C2K: Acquiring Knowledge from Categories Using Semantic Associations

Tracking #: 1549-2761

Authors: 
Ji-Seong Kim
Dong-Ho Choi
Key-Sun Choi

Responsible editor: 
Guest Editors ML4KBG 2016

Submission type: 
Full Paper
Abstract: 
There are several RDF (Resource Description Framework) knowledge bases that store community-generated categories of entities and conceptual or factual information about entities. These two types of information may have strong associations; for example, entities categorized in "People from Korea" (categorial information) have a high probability of being a person (conceptual information) and being born in Korea (factual information). This kind of associations can be used for extracting new conceptual or factual information about entities. In this paper, we propose a prediction system that predicts new conceptual or factual information from categories of entities. First, the proposed system uses a novel association rule mining (ARM) approach that effectively mines rules encoding associations between categories of entities and conceptual or factual information about entities contained in existing RDF knowledge bases. Our extensive experiments show that our novel ARM approach outperforms the state-of-the-art ARM approach in terms of the prediction quality and coverage of these kind of associations. Second, the proposed system ranks and groups the mined rules based on their predictability by our novel semantic confidence measure calculated with a semantic resource such as WordNet. The experiments show that our novel confidence measure outperforms the standard confidence measure frequently used in the traditional ARM field in terms of discriminating the predictability of mined rules. Last, the proposed prediction system selects only rules of predictability from ranked and grouped rules, and then uses them to predict accurate new information from categories of entities. The experiments show that the results of the proposed prediction system are fairly comparable to that of the state-of-the-art prediction system in terms of the accuracy of prediction while overwhelming the coverage of prediction.
Full PDF Version: 
Tags: 
Reviewed

Decision/Status: 
Major Revision

Solicited Reviews:
Click to Expand/Collapse
Review #1
By Simon Razniewski submitted on 25/Jan/2017
Suggestion:
Major Revision
Review Comment:

This paper discusses the problem of learning rules to predict KB facts from Wikipedia categories. There are two main parts, the first concerns the learning of (possibly parameterized) category-to-fact rules (called C2K rules), the second concerns the grouping and ranking of these rules.

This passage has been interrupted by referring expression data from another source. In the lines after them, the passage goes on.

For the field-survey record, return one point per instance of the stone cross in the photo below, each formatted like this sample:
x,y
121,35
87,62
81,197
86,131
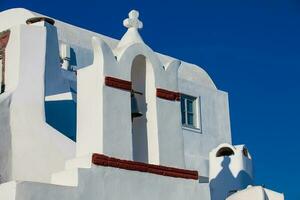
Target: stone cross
x,y
133,20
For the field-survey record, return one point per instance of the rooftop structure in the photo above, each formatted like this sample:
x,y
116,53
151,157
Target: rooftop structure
x,y
85,116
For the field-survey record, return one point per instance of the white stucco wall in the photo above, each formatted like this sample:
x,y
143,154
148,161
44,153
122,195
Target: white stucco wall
x,y
33,150
113,184
229,173
257,193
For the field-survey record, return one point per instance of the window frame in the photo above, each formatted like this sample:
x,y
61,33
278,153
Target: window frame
x,y
196,115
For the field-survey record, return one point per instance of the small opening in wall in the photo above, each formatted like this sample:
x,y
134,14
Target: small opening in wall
x,y
245,152
225,151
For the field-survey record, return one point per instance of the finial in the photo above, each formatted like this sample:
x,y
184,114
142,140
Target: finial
x,y
133,20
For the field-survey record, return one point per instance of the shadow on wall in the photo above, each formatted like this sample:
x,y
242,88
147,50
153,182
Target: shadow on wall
x,y
226,183
61,115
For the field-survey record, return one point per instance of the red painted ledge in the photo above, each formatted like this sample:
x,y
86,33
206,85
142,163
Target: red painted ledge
x,y
118,83
168,95
102,160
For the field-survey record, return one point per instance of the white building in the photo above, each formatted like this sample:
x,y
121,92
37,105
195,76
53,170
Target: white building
x,y
68,130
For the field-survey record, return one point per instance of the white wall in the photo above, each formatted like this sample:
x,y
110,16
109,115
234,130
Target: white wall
x,y
115,184
229,173
37,150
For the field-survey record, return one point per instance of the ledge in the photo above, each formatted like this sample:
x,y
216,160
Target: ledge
x,y
118,83
102,160
168,95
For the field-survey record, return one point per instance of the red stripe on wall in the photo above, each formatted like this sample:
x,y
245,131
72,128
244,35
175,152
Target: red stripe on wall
x,y
102,160
168,95
118,83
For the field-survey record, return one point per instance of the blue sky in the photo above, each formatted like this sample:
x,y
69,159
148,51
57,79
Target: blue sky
x,y
251,49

In my view, the first part contains a novel and very valuable contribution, which has potential to significantly extend the scope of existing knowledge bases. However, the presentation of the paper shows weaknesses, and I particularly fail to understand large portions of the second part. As also the experiments do not sufficiently highlight the advantages of the presented approach, I recommend that this paper undergoes a major revision.

For the revision, I would concretely recommend to:
- Completely rewrite Sections 5.4 and 5.5, motivating and explaining the idea of nontrivial grouping of rules, and explaining why sampling rules suffices when aiming to select rules with good predictability
- Relate the proposed new rule scoring metric to previous metrics
- Explain the annotation scheme in the experimental section, and add numbers that mention total new facts, and total new facts wrt. YAGO relations
- Significantly improve the writing in terms of presentation.

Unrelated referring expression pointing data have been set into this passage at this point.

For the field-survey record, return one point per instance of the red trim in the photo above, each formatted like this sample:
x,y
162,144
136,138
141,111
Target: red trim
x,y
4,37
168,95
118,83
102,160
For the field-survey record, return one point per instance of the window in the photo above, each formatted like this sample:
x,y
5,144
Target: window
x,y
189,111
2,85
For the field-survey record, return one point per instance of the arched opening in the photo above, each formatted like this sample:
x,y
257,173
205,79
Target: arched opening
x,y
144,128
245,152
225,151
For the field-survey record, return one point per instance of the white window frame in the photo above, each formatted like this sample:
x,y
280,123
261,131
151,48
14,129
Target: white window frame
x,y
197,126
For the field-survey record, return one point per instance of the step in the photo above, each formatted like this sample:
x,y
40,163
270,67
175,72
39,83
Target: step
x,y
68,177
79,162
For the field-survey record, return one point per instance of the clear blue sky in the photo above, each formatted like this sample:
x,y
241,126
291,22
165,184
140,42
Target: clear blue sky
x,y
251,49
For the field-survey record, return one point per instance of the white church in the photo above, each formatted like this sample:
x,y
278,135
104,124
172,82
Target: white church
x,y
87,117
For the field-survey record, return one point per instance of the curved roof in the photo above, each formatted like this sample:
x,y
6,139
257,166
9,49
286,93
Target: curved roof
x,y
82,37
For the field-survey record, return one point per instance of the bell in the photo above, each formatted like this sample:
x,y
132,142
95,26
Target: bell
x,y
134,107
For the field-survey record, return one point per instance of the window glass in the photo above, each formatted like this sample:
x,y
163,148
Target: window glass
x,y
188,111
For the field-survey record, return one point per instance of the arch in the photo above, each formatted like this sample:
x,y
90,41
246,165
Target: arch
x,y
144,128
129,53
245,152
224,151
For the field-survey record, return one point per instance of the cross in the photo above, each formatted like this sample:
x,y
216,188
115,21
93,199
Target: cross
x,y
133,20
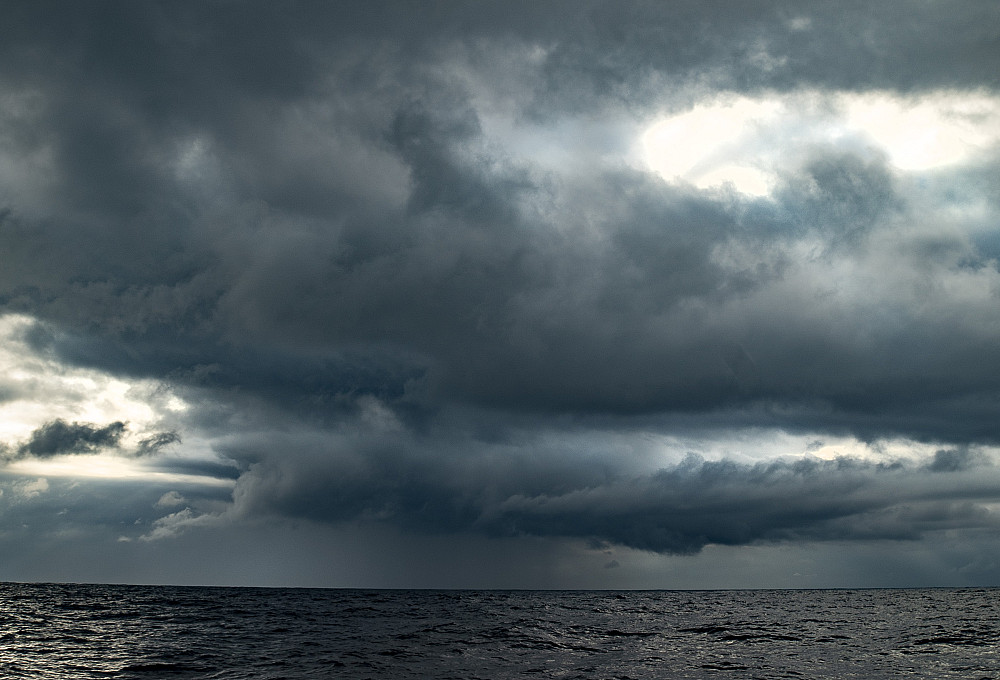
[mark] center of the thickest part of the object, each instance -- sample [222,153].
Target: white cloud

Below I detail my comments:

Part 1 on C2K rule mining (5.2 in the paper)

Learning rules using exact or partial matches based on linguistic similarity is an interesting and promising contribution. I would like to understand in more detail in which way Wordnet is used. Which relations from Wordnet are you using? Are you using directly related words only, or also transitively related ones?
Also, I would greatly appreciate a simple analysis that says how scalable this method is. E.g., in a random sample of 50 categories, for how many can you find Wordnet-matches at all? How correct do the matches appear based on a superficial look?

Part 2 on Ranking and Grouping (5.4 and 5.5 in the paper)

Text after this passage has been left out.